BANGALORE: The history of cinema hall culture in the city dates back to 1905 with the conversion of the Doddanna Hall in the Kalasiplayam area into Paramount Talkies under the inescapable influence of the British.

Three persons, Srinivasulu Naidu, Rangaswamy Naidu and Sahukar Mallappa Rudrappa, who were close to the authorities, can claim credit for the city’s first cinema.

First Kannada talkie
Although Paramount paved the way for Pradeep and Parimala cinemas in the passage of time, it has the distinction of screening the first-ever Kannada talkie, Sati Sulochana, in the State, on March 3, 1934.

Encouraged by public response, many entrepreneurs, including the doyen of Kannada professional theatre Gubbi Veeranna, ventured to try their hands in the creation of “bioscope” halls in the city. This resulted in a boom with cinemas such as Select (later rechristened as Gita and demolished in the early 1990s), Shivananda Theatre (later Movieland) and Super Talkies in the Majestic area.

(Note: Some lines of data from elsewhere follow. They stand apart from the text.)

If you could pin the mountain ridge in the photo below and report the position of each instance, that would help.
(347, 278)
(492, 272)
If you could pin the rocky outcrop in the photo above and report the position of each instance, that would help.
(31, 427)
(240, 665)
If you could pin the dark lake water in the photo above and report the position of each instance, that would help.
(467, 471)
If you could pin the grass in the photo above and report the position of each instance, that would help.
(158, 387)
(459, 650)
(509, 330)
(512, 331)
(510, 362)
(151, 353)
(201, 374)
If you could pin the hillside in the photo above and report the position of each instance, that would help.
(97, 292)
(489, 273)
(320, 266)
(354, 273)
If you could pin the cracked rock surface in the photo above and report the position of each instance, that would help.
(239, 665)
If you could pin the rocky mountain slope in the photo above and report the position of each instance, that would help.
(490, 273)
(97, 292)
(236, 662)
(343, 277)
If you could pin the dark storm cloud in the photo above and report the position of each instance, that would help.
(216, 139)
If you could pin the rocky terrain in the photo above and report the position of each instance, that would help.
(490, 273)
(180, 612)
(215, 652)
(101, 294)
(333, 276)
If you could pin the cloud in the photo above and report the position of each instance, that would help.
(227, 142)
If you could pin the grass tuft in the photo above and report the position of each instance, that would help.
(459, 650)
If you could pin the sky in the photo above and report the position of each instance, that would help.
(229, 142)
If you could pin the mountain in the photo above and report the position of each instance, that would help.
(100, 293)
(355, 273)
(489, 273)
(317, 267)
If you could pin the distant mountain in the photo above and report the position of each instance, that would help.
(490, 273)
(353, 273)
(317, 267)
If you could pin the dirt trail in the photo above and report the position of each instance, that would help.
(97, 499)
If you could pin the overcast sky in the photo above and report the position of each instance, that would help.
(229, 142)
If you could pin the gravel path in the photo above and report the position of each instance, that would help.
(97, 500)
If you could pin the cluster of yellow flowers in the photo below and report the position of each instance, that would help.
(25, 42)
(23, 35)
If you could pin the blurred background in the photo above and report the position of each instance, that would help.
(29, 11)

In 1941, two Irani brothers belonging to a reputed Parsi family constructed the then famous Prabhat cinema, which was inaugurated by no less a personage than the then Diwan Mirza Ismail. The first film screened here was, appropriately enough, the celebrated Prabhat Talkies’ Aadmi. Watching a film at Prabhat was said to be a prestigious event in those days.

War history
The very construction method of the States cinema hall on Kempegowda Road, opposite Prabhat (now demolished) in 1944 drew public attention as its balcony was constructed without supporting pillars. From 1944 to 1946 this cinema was used by the military authorities as their godown for obvious reasons.

However, the States soon returned to screening films, particularly Kannada. It has now been renovated and renamed Bhumika.

The city’s extensions saw the first cinema hall in 1944-45 with the construction of the famous Sharada talkies in the old Vokkaligara Sangha premises in Chickpet. This cinema hall is said to be the first in south India to try out morning shows.

With the increase in the number of film buffs, the Movieland cinema introduced the queue system for the first time in the city.

Majestic cinemas
From the early 1960s to 1990s, the busy Majestic area saw the flowering of cinemas such as Himalaya, Kempegowda, Kapali, Menaka, Kalpana, Alankar, Majestic, Sangam, Sagar, Nartaki and Santosh.

Sadly, all the three famous cinemas on J.C. Road — Bharat, Shivaji and Minerva — made way for commercial establishments in the early 1980s.

While Malleswaram, Seshadripuram and Rajajinagar saw the advent of Sampige, Savitha (mini theatre) and Gitanjali, Central and Nataraj and Navarang cinemas, Basvanagudi and Jayangar accommodated Shanti and Nanda and Puttanna Kanagal theatres.

The Bannerghatta area had the distinction of having the first drive-in theatre in the city, which made way for an IT park. There were about 120 cinemas in the city, over 20 in Majestic area alone. A changing city and its demographic as well as economic viability saw may cinemas demolished to accommodate shopping complexes.

The Cantonment
In the other parts of the city, the famous Lakshmi cinema in the Cantonment area was known for screening Telugu and Tamil films while Opera and Plaza catered to English film buffs.

The Bangalore Reserve Volunteers (BRV), then popularly known as Defence Cinema, also came into existence in the early 1940s. BRV screened films only when there were no military-related activities on its premises, which is the case today.

Of the many cinemas, including Lido, Galaxy and Imperial in the Cantonment area, Elgin in Shivajinagar area is still going strong.

This venerable institution has the distinction of being one among the oldest in the city, and having associated with the industry ever since the first talkie, Alam Ara, was screened in July 1931.

The Government has classified cinemas such as permanent, semi permanent, makeshift, touring and drive-in for tariff purposes. According to sources in the Government and the Karnataka Film Chamber of Commerce, only 80 cinemas in the category of permanent and semi-permanent — including the multiplexes — are active.